Let's get to the arguments anyway. Richards introduces the book by explaining:
These lectures are an attempt to revive an old subject. I need spend no time, I think, in describing the present state of Rhetoric. Today it is the dreariest and least profitable part of the waste that the unfortunate travel through in Freshman English! So low has Rhetoric sunk that we would do better just to dismiss it to Limbo than to trouble ourselves with it—unless we can find reason for believing that it can become a study that will minister successfully to important needs. (p.3)
What needs? Richards continues: "Rhetoric, I shall urge, should be a study of misunderstanding and its remedies" (p.3). And to carry on that study, he argues that "we have instead to consider much more closely how words work in discourse" (p.5). And "To account for understanding and misunderstanding, to study the efficiency of language and its conditions, we have to renounce, for a while, the view that words just have their meanings and that what a discourse does is to be explained as a composition of these meanings" (p.9), instead accounting for meanings in context (p.10). "Stability in a word's meaning is not something to be assumed, but always something to be explained," he argues (p.11).

Consequently, he says, "a revived Rhetoric ... must itself undertake its own inquiry into the modes of meaning—not only, as with the old Rhetoric, on a macroscopic scale, discussing the effects of different disposals of large parts of a discourse—but also on a microscopic scale by using theorems about the structure of the fundamental conjectural units of meaning and the conditions through which they, and their interconnections, arise" (pp.23-24).

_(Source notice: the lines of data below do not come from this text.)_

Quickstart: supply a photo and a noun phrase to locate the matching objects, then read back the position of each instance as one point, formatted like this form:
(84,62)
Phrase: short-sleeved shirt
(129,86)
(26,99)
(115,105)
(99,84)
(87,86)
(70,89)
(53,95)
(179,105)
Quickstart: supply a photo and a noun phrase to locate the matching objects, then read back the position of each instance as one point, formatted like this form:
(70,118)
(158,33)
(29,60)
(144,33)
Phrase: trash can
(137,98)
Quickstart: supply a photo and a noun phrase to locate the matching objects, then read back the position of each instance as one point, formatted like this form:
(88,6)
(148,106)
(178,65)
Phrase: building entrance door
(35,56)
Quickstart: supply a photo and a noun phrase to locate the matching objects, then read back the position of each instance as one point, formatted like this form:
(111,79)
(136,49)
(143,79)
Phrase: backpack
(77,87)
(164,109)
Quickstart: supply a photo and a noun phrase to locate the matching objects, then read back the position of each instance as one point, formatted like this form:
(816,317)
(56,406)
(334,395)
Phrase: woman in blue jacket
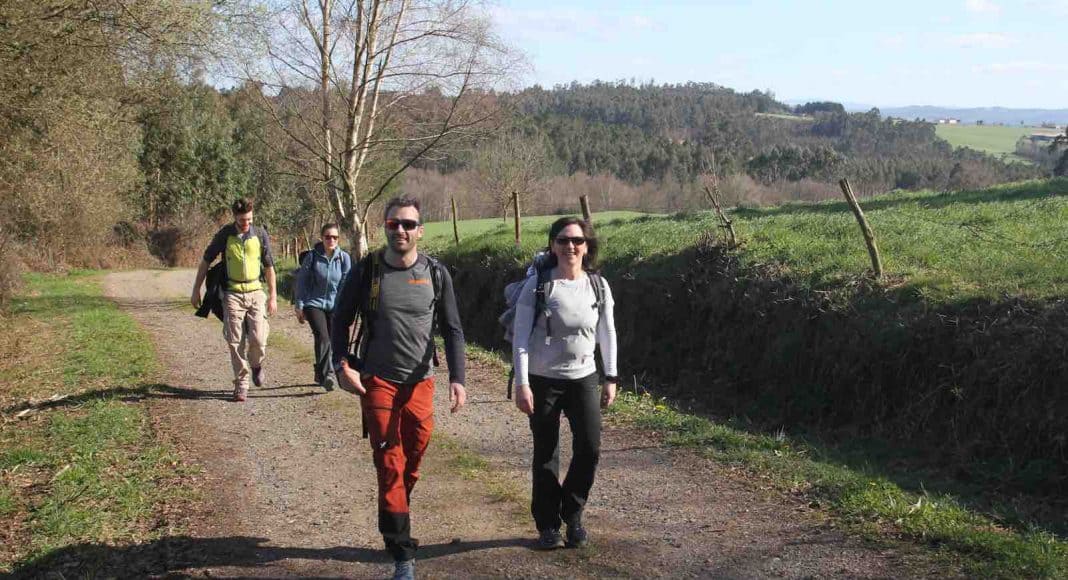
(323,272)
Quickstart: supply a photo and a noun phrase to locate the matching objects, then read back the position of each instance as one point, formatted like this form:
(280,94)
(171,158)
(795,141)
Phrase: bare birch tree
(377,85)
(513,163)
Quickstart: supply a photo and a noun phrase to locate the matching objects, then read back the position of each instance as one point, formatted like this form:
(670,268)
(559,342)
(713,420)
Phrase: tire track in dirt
(289,487)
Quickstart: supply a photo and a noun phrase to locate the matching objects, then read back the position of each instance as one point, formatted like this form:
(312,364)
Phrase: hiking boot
(404,569)
(577,536)
(549,539)
(329,382)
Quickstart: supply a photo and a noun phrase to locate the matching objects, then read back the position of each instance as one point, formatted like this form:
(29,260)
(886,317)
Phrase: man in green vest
(246,250)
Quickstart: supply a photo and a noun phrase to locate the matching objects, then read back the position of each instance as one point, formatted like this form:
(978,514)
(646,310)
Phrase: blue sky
(945,52)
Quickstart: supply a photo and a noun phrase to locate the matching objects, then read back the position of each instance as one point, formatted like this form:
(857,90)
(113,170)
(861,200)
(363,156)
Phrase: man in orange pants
(402,296)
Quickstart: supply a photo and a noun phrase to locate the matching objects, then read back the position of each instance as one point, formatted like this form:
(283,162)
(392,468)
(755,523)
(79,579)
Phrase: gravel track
(289,487)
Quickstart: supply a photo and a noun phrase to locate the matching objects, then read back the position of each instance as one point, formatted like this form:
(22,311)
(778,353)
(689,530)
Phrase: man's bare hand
(457,395)
(349,379)
(524,398)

This is the project Richards takes on. Along the way, he defines context (a cluster of events that recur together, p.34), states that the business of rhetoric is to compare meanings of words (p.37), assert the multiplicity of meanings in discourse (p.39), and lauds ambiguity as something inevitable and indispensable (p.40). He disparages the focus on usage in old rhetoric (p.51), arguing that correctness is a social marker and declaring that the new rhetoric must question the "social or snob control" of languge (p.78). He gives special attention to metaphor, which, he says, is essentially comparative and functions as a transaction between contexts (p.94). In the last lecture, he argues that "Words are not a medium in which to copy life. Their true work is to restore life itself to order" (p.134).

In all, this is a landmark treatise from someone who thought deeply about rhetoric, prescribed a new course for it, and deeply impacted it in ways that reverberate even today.